Migrating the service from one supplier to another, say detractors, constitutes a near-impossible business re-engineering project that the UK government is simply not equipped to perform. The current incumbents, they say, are simply too deeply entrenched. Nothing – not excessive cost overrun or a chronic decline in service levels – could shift them out of anything but of few niche areas of the Revenue’s infrastructure.
But at other organisations, technology decision-makers are increasingly reassessing the benefits and costs of their outsourcing deals and, in some cases, deciding to bring outsourced services back in house and the factors that led them to it.
Elsewhere in Information Age, there is a focus on previous technology investments, and how IT decision-makers can get the most out of them, or even expand their use.
Companies that have spent millions of pounds and hundreds of man-years installed an end-to-end, tightly integrated enterprise resource planning (ERP) system, for example, may be feeling bemused or annoyed by the exhortations of industry gurus to move to a more distributed network of loosely coupled software components that interact using standard web services technology. In the feature The disjointed backbone, Jessica Twentyman asks how organisations can make use of web services in their existing software architectures, and to what extent the ERP software suppliers – who have much to lose from this shift in models – will assist them to do so.

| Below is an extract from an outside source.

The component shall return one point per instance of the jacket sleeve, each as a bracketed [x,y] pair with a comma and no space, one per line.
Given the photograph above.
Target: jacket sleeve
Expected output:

Echoing that theme of enhancing existing assets, Jo Faragher’s feature, Intelligent interaction, argues that the key to gaining value from CRM investments (a feat many companies have tried and failed to achieve) is through better analysis of the data that those systems generate.
Rounding that out, Saving IT by James Thompson examines how some organisations lack any formal way of tracking their IT assets. Not only do unused resources represent a waste of money, but also when they are unlicensed software products they can potentially earn the IT director a lengthy jail sentence.
As that focus on optimising existing systems suggests, the IT industry mantra of ‘do more with less’ will resound well into future years.